Éste que veis aquí, de rostro aguileño, de cabello castaño, de frente lisa y desembarazada, de alegres ojos, de nariz corva, aunque bien proporcionada, las barbas de plata, que no ha veinte años fueron de oro, los bigotes grandes, la boca pequeña, los dientes no crecidos, porque no tiene sino seis, y éstos mal acondicionados y peor puestos, sin correspondencia de los unos con los otros; el cuerpo entre dos extremos, ni grande ni pequeño; la color viva, antes blanca que morena; algo cargado de espaldas y no muy ligero de pies; éste, digo, que es el rostro del autor de Galafea y de Don Quijote de la Mancha, y otras obras que andan por ahí descarriadas y quizá sin el nombre de su dueño: llámese comúnmente Miguel de Cervantes Saavedra. Fue soldado muchos años, y cinco y medio cautivo, donde aprendió a tener paciencia en las adversidades; perdió en la batalla naval de Lepanto la mano izquierda, de un arcabuzazo, herida que, aunque parece fea, él la tiene por hermosa, por haberla cobrado en la más memorable y alta ocasión que vieron los pasados siglos ni esperan ver los venideros, militando debajo de las vencedoras banderas del hijo del rayo de la guerra, Carlos V.

El cohete

Salvador Rueda.

Lanzóse audaz a la región sombría

y era, al herir aquel cielo distante,

un  surtidor de fuego palpitante

que en las ondas del aire se envolvía.

Antonio Machado – Yo voy soñando caminos

Yo voy soñando caminos

de la tarde.  ¡Las colinas

doradas, los verdes pinos,

las polvorientas encinas!...

Jules Renard – La vaca

Cansados de buscar, terminamos por dejarla sin nombre.

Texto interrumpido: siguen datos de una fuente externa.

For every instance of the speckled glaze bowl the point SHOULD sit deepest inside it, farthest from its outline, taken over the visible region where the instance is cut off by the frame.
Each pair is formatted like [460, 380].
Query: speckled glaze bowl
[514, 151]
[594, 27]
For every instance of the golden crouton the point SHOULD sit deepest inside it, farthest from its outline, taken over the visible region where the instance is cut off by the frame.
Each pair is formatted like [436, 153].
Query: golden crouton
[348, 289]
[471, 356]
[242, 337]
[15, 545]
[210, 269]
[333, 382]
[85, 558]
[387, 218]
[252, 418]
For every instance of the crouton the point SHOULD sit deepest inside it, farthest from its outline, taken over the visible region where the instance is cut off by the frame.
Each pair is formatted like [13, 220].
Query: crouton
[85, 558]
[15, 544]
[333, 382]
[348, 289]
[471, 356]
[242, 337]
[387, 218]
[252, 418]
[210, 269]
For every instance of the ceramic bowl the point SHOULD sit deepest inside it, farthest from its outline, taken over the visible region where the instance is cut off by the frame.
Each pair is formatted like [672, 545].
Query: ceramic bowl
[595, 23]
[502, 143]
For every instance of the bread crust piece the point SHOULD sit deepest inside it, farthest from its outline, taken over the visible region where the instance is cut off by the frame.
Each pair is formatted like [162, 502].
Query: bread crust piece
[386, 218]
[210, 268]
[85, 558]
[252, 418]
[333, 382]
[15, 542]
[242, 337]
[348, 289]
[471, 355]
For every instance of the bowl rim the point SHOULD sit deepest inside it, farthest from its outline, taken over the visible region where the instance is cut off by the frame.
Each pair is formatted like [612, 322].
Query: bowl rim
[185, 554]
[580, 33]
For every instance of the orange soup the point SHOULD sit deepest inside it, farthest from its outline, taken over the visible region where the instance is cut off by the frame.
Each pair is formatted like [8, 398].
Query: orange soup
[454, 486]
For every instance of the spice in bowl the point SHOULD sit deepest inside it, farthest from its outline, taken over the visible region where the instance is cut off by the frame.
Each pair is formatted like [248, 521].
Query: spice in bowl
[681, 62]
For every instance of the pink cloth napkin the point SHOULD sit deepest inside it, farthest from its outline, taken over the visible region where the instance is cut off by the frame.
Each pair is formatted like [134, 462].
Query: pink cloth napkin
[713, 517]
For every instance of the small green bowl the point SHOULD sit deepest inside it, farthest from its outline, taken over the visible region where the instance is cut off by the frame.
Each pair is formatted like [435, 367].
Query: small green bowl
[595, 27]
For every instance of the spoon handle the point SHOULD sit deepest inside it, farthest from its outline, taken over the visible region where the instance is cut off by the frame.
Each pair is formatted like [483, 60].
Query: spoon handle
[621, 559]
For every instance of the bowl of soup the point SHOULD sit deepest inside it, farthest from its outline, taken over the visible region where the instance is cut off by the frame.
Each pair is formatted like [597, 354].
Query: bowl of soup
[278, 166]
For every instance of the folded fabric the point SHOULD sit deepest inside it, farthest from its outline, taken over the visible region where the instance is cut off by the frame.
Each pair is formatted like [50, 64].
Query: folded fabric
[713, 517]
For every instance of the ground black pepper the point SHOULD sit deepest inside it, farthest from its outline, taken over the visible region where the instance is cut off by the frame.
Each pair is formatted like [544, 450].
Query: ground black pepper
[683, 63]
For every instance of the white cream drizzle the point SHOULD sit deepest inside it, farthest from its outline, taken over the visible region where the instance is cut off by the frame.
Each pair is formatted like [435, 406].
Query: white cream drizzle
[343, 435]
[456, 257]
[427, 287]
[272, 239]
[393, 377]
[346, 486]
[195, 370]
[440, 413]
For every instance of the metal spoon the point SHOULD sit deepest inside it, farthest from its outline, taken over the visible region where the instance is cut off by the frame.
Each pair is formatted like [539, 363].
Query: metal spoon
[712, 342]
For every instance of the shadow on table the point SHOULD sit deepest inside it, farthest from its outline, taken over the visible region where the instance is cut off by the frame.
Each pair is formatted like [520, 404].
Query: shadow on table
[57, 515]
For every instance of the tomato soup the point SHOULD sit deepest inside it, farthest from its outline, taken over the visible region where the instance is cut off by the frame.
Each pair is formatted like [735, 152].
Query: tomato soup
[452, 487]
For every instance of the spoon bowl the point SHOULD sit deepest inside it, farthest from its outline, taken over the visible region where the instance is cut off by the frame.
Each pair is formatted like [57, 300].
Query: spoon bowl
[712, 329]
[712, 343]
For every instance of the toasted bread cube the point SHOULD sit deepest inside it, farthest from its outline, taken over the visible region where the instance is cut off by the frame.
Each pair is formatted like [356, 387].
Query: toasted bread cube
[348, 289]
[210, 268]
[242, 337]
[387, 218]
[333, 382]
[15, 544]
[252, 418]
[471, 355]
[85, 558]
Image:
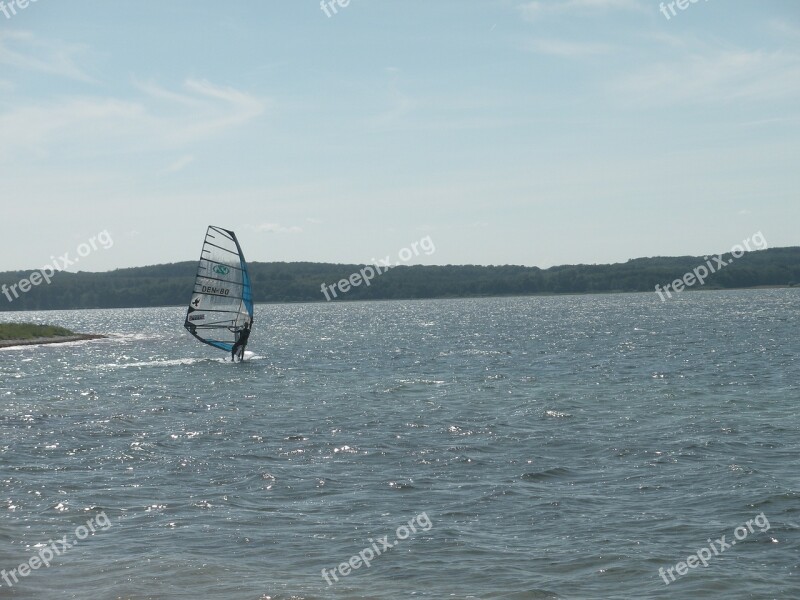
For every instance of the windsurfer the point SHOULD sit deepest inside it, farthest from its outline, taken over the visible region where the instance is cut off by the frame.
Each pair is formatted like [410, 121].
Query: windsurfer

Se llama simplemente "la vaca", porque es el nombre que mejor le queda. 

Además, qué le importa con tal de comer. Así pues, tiene a discreción hierba fresca, heno seco, legumbres, granos e incluso pan y sal. Y come de todo, todo el tiempo; come dos veces, puesto que rumia.

Antonio Médiz Bolio – La ceiba

El árbol bonito y alegre de la ceiba tiene el tronco liso y ancho y ramas largas y rectas, como un techo. De ahí cuelgan sus nidos los yuyumes de color de oro, que cantan al sol de la mañana, y allí se paran a acariciarse las palomas.

Herman Melville – Moby Dick

Lo que la distinguía de otras ballenas no era tanto su volumen, sino más bien su frente peculiar, blanca como la nieve y arrugada, y una alta joroba piramidal y blanca. Esas eran sus características más salientes, las señales por las cuales, aun en los mares sin límites y sin cartografiar, revelaba a gran distancia y a quienes la conocían, su identidad. El resto del cuerpo estaba tan rayado y manchado y lleno de lunares de tonalidad de mortaja, que, en último término, había ganado el apelativo que la distinguía: "ballena blanca", un nombre, en verdad, justificado literalmente por su vivido aspecto cuando se le veía deslizándose en pleno mediodía a través de un mar azul profundo, dejando una estela lechosa de espuma como crema, toda rayada de brillos dorados.